As more and more people get away from the traditions of formal ceremonial marriages, it becomes more important to understand when and how you could find yourself in a common-law marriage relationship. Over the next few weeks I will be discussing the definition and requirements to prove a common-law marriage in Texas, the top 10 ways to know if you are likely involved in a common-law marriage relationship, and the legal effects of a common-law marriage.
Today more and more couples are cohabitating prior to marriage, which is one element of common-law marriage in Texas. There are many misconceptions about common-law marriage. The most common misconception being that living with someone alone is enough to prove a common-law marriage relationship. That is not the case in Texas, since another element that must exist to prove a common-law marriage is that there was an agreement by both people to be married. It is possible to live with someone that you are in a romantic relationship with without there being an agreement to be married.
In order to meet the requirements of an informal/common-law marriage in Texas the man and woman must:
1) Agree to be married;
2) Live together as husband and wife, and
3) Represent to others in Texas that they are husband and wife, which is often referred to as “holding out” to others that you are husband and wife.
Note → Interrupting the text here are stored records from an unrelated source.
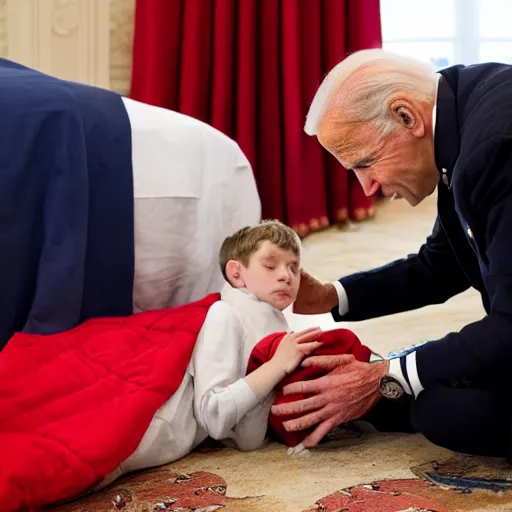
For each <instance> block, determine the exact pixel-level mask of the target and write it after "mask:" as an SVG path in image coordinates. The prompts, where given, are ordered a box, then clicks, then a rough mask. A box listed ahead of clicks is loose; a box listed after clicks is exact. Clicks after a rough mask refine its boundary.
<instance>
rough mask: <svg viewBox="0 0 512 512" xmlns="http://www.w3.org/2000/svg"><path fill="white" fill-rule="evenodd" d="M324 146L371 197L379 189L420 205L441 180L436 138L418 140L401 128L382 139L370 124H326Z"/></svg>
mask: <svg viewBox="0 0 512 512" xmlns="http://www.w3.org/2000/svg"><path fill="white" fill-rule="evenodd" d="M318 139H319V141H320V143H321V144H322V145H323V146H324V147H325V148H326V149H327V150H328V151H329V152H330V153H332V154H333V155H334V157H335V158H336V159H337V160H338V161H339V162H340V164H341V165H342V166H343V167H345V168H346V169H351V170H353V171H354V173H355V174H356V176H357V178H358V180H359V182H360V183H361V186H362V187H363V190H364V192H365V194H366V195H367V196H372V195H375V194H376V193H377V192H378V191H379V189H380V190H381V191H382V194H383V195H384V196H386V197H391V196H393V195H395V194H396V196H397V197H402V198H404V199H405V200H406V201H407V202H408V203H409V204H411V206H416V205H417V204H418V203H419V202H421V201H422V200H423V199H425V197H427V196H428V195H430V194H432V192H434V190H435V187H436V186H437V182H438V179H439V176H438V172H437V170H436V168H435V164H434V159H433V154H434V153H433V141H432V137H430V138H429V137H421V138H419V137H417V136H415V135H413V134H412V133H411V130H409V129H407V128H405V127H403V126H400V125H398V126H397V129H396V130H395V131H393V132H392V133H390V134H388V135H387V136H386V137H384V138H382V137H381V136H380V134H379V133H378V132H377V130H376V129H375V128H374V127H373V126H371V125H370V124H368V123H340V122H332V121H331V122H329V121H327V122H325V123H323V124H322V126H321V129H320V131H319V134H318Z"/></svg>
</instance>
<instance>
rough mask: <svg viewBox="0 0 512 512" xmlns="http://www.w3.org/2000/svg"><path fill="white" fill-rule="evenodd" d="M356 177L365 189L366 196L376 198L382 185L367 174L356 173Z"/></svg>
mask: <svg viewBox="0 0 512 512" xmlns="http://www.w3.org/2000/svg"><path fill="white" fill-rule="evenodd" d="M366 172H367V171H366ZM355 175H356V177H357V179H358V180H359V183H361V187H362V188H363V191H364V193H365V195H366V196H368V197H370V196H374V195H375V194H376V193H377V192H378V191H379V188H380V185H379V183H378V182H376V181H375V180H373V179H372V178H371V177H370V176H368V175H367V174H365V172H364V171H363V172H357V171H356V172H355Z"/></svg>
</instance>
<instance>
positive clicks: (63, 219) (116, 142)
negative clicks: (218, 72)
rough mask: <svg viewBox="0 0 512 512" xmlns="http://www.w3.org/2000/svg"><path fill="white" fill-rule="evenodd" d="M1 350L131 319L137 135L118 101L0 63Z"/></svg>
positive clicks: (109, 95) (117, 96)
mask: <svg viewBox="0 0 512 512" xmlns="http://www.w3.org/2000/svg"><path fill="white" fill-rule="evenodd" d="M0 114H1V118H0V349H1V348H2V347H3V346H4V345H5V343H6V342H7V341H8V339H9V338H10V337H11V336H12V334H13V333H14V332H16V331H25V332H31V333H38V334H45V333H51V332H59V331H63V330H66V329H70V328H72V327H74V326H75V325H77V324H78V323H79V322H81V321H82V320H85V319H87V318H91V317H96V316H110V315H125V314H130V313H131V312H132V307H133V306H132V303H133V297H132V290H133V273H134V240H133V176H132V160H131V127H130V121H129V119H128V115H127V112H126V109H125V107H124V104H123V101H122V98H121V97H120V96H119V95H118V94H115V93H113V92H110V91H106V90H103V89H98V88H95V87H89V86H86V85H82V84H78V83H73V82H68V81H64V80H59V79H57V78H54V77H51V76H48V75H45V74H43V73H39V72H37V71H35V70H33V69H28V68H26V67H24V66H20V65H18V64H15V63H13V62H10V61H7V60H3V59H0Z"/></svg>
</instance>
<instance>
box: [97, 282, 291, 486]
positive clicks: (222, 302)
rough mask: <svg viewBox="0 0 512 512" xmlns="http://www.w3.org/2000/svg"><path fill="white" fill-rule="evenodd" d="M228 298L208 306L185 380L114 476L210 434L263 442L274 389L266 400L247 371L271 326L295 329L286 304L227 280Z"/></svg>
mask: <svg viewBox="0 0 512 512" xmlns="http://www.w3.org/2000/svg"><path fill="white" fill-rule="evenodd" d="M221 299H222V300H220V301H217V302H215V303H214V304H213V305H212V306H211V307H210V309H209V310H208V314H207V316H206V319H205V322H204V324H203V326H202V328H201V331H200V333H199V336H198V339H197V342H196V346H195V348H194V353H193V355H192V358H191V361H190V363H189V365H188V368H187V371H186V373H185V376H184V378H183V381H182V383H181V385H180V387H179V388H178V390H177V391H176V392H175V393H174V394H173V395H172V397H171V398H170V399H169V400H168V401H167V402H166V403H165V404H164V405H163V406H162V407H161V408H160V409H159V410H158V411H157V412H156V414H155V416H154V417H153V420H152V421H151V424H150V425H149V427H148V429H147V431H146V433H145V434H144V437H143V438H142V440H141V442H140V443H139V446H138V447H137V449H136V450H135V452H134V453H133V454H132V455H131V456H130V457H129V458H128V459H127V460H125V461H124V462H123V463H122V464H121V465H120V466H119V468H118V469H117V470H116V471H115V472H114V473H113V474H112V475H111V476H110V477H109V478H108V480H107V481H106V482H107V483H108V482H111V481H112V480H113V479H114V478H117V477H119V476H120V475H121V474H123V473H127V472H130V471H135V470H138V469H143V468H148V467H153V466H160V465H162V464H168V463H170V462H173V461H175V460H177V459H179V458H181V457H183V456H185V455H187V454H188V453H190V451H191V450H193V449H194V448H195V447H196V446H197V445H198V444H200V443H201V442H202V441H204V440H205V439H206V438H207V437H208V436H210V437H212V438H214V439H217V440H221V441H223V442H225V443H226V444H232V445H234V446H236V447H237V448H238V449H240V450H255V449H257V448H259V447H260V446H261V445H262V444H263V442H264V440H265V436H266V432H267V425H268V415H269V412H270V407H271V405H272V402H273V400H274V395H273V393H271V394H270V395H268V396H267V397H266V398H265V399H264V400H263V401H262V402H259V401H258V399H257V398H256V395H255V394H254V392H253V391H252V389H251V388H250V387H249V385H248V384H247V382H246V380H245V379H244V377H245V375H246V371H247V364H248V362H249V357H250V355H251V352H252V349H253V348H254V347H255V345H256V344H257V343H258V342H259V341H260V340H261V339H263V338H264V337H265V336H267V335H269V334H272V333H275V332H285V331H288V330H289V329H288V324H287V322H286V319H285V317H284V315H283V313H282V312H281V311H279V310H277V309H275V308H274V307H273V306H271V305H270V304H267V303H266V302H261V301H260V300H258V299H257V298H256V297H255V296H253V295H251V294H250V293H248V292H246V291H244V290H241V289H235V288H232V287H231V286H230V285H229V284H227V283H226V284H225V285H224V287H223V288H222V291H221ZM169 371H170V372H172V368H170V369H169ZM102 485H106V483H103V484H102Z"/></svg>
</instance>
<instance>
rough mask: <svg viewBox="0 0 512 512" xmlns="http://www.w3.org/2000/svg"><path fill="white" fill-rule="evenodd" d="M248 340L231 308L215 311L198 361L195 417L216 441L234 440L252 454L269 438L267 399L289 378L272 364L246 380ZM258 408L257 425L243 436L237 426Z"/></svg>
mask: <svg viewBox="0 0 512 512" xmlns="http://www.w3.org/2000/svg"><path fill="white" fill-rule="evenodd" d="M244 334H245V333H244V328H243V326H242V323H241V322H240V320H239V318H238V316H237V315H236V313H235V312H234V311H233V309H232V308H231V307H230V306H229V304H226V303H225V302H222V301H219V302H216V303H215V304H214V305H213V306H212V307H211V308H210V310H209V311H208V315H207V317H206V320H205V322H204V324H203V328H202V329H201V332H200V334H199V337H198V340H197V344H196V348H195V351H194V355H193V358H192V367H193V373H194V412H195V415H196V418H197V421H198V422H199V424H200V425H201V426H202V427H203V428H204V429H205V430H206V431H207V433H208V435H209V436H210V437H213V438H214V439H219V440H220V439H226V438H233V439H234V440H235V441H236V442H237V445H239V447H240V448H241V449H252V448H256V447H257V446H260V445H261V443H262V442H263V440H264V438H265V432H266V429H267V422H268V412H269V409H270V402H269V401H268V400H267V401H265V398H266V397H267V396H268V395H269V394H270V392H271V391H272V389H273V388H274V387H275V385H276V384H277V383H278V382H279V381H280V380H281V379H282V378H283V377H284V370H280V369H279V368H277V365H275V364H270V363H267V364H265V365H262V366H261V367H260V368H258V370H256V371H255V372H253V373H252V374H251V375H250V376H247V377H245V364H244V363H245V362H244V361H242V360H241V358H242V351H241V349H242V343H243V341H244ZM257 372H258V373H257ZM267 402H268V403H267ZM255 408H256V410H255V411H254V415H255V416H256V417H254V416H253V415H251V416H252V424H251V422H250V421H247V420H246V421H244V423H243V425H245V427H242V429H241V432H240V434H241V435H238V434H237V429H236V426H237V425H238V424H239V423H240V422H241V421H242V419H243V418H244V417H245V416H246V415H247V413H248V412H249V411H251V410H253V409H255ZM244 432H246V433H247V436H246V435H244ZM256 433H258V435H256ZM245 437H247V438H248V439H247V440H246V441H247V442H248V443H249V444H250V447H249V446H248V445H247V443H246V442H245V440H244V439H242V438H245Z"/></svg>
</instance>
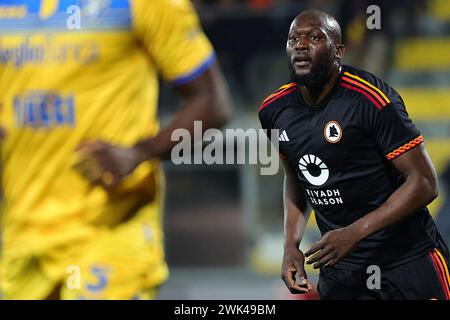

All three elements must exist at the same time to establish a common-law marriage.
In addition to meeting the above requirements, you must also prove that both husband and wife have the capacity to enter into the marriage. In the state of Texas to have the capacity to enter into a common-law marriage, you must be members of the opposite sex, you must both be at least 18 years of age or older, you cannot be related, and you must not be currently married to someone else. If you can fulfill these requirements, then you know have the capacity to enter into a common law marriage.
Proving a common-law marriage depends on the factual circumstances of each case. In making a determination of whether or not a common-law marriage exists, courts in Texas review the facts on a case by case basis.
1) Agreement to Be Married
To establish a common-law marriage the parties must agree to be married. The case law in Texas states that there must be evidence that shows that the parties intended to have a present, immediate, and permanent marital relationship wherein they both agreed to be husband and wife. An agreement to get married at some later time in the future is not sufficient to establish an agreement to be married. If there is no written agreement to be married, your actions and the actions of the other party can be used to prove that there was an agreement to be married.
2) Living Together/Cohabitation
In order to establish a common-law marriage the parties must live together in Texas as husband and wife. The requirement of living together for purposes of fulfilling this element of a common-law marriage requires more than just sexual intercourse under the same roof. The case law in Texas states that in order to prove cohabitation you must be living together as husband and wife, and you must be maintaining a household and doing things that are commonly done by a husband and a wife. There is no magic number for how long you must reside together in Texas in order to fulfill this requirement.
3) Holding Out
In order to establish a common-law marriage the parties must represent to others in Texas that they are married. The case law in Texas states that the purpose of this requirement is that there can be no secret common-law marriage. Spoken words are not necessary to fulfill this requirement. The actions and conduct by each person may be enough to fulfill the requirement of holding out.